How many contracts have you drafted or signed that contain the phrase ‘…such consent not to be unreasonably withheld…’?
Well, from my own experience I can say that most contracts I work on have this wording in one or more of the contract clauses. But how many times have you stopped and thought about how important these seven words are? Well, a recent Commercial Court case focused on that very question.
The case, Apache North Sea Limited v INEOS FPS Limited [2020] EWHC 2081 (Comm), concerned the processing of hydrocarbons produced in the Forties Field of the North Sea by Apache, and the transportation of the same through the Forties Pipeline System owned and operated by INEOS.
The original contract dated 2003 was between Apache and BP (British Petroleum). This contract subsequently included an Attachment (F) that covered production estimates for the period from signing to end of 2020. In 2017, BP sold its interest in the Forties Pipeline System to INEOS and in 2019, Apache wrote to INEOS requesting an amendment to the contract to extend the Attachment (F) from January 2021 to end of 2040.
INEOS said that they would be willing to extend the Attachment (F) provided that the payment tariff was revised to increase the amounts that INEOS are paid.
Apache refused to revise the payment tariff saying that the clause concerning the extension of production estimates states: “…. subject to there being Uncommitted Capacity INEOS shall not unreasonably withhold its consent to such increase…” and that INEOS cannot withhold consent in exchange for the re-writing of fundamental terms of the contract. Apache also argued that price increases are already provided for in the contract through the application of indices and that it was contemplated that production would continue beyond the end of 2020.
INEOS on the other hand, argued that a change in tariff as a condition of giving consent to extend the Attachment (F) is a question of fact to be judged on the reasonableness test and that extending the period would involve substantial investment by INEOS which comes at a cost. INEOS also said that after the end of 2020, Apache has no further contractual rights so extending the term would be a significant increase in its rights.

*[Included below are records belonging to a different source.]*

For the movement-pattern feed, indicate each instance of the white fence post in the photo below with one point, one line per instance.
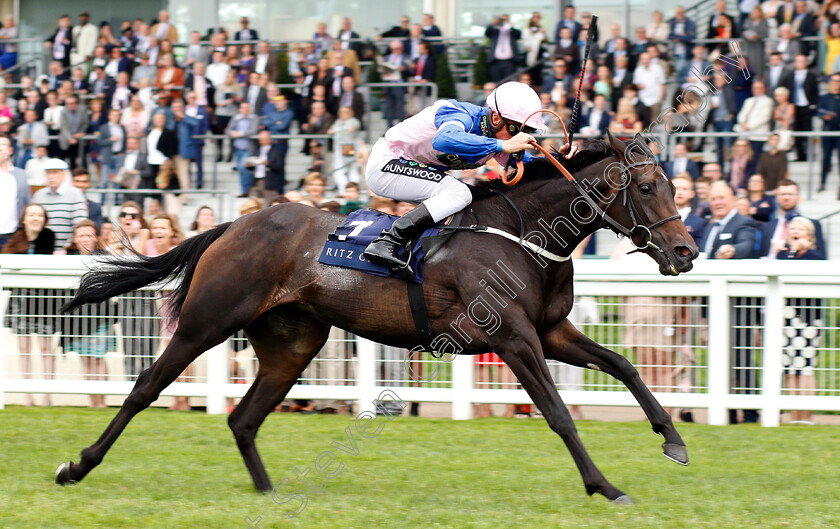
(462, 386)
(366, 374)
(771, 369)
(718, 371)
(217, 378)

The parties took the matter to Court to ask “….is INEOS acting unreasonably and/or non-contractually by withholding consent…”. The Court found, in Apaches’ favour, that whilst setting conditions to consent could be legitimate in certain circumstances, in this case, INEOS was not entitled to impose the condition, as it would have the effect of re-writing the parties’ bargain by depriving Apache of its contractual rights.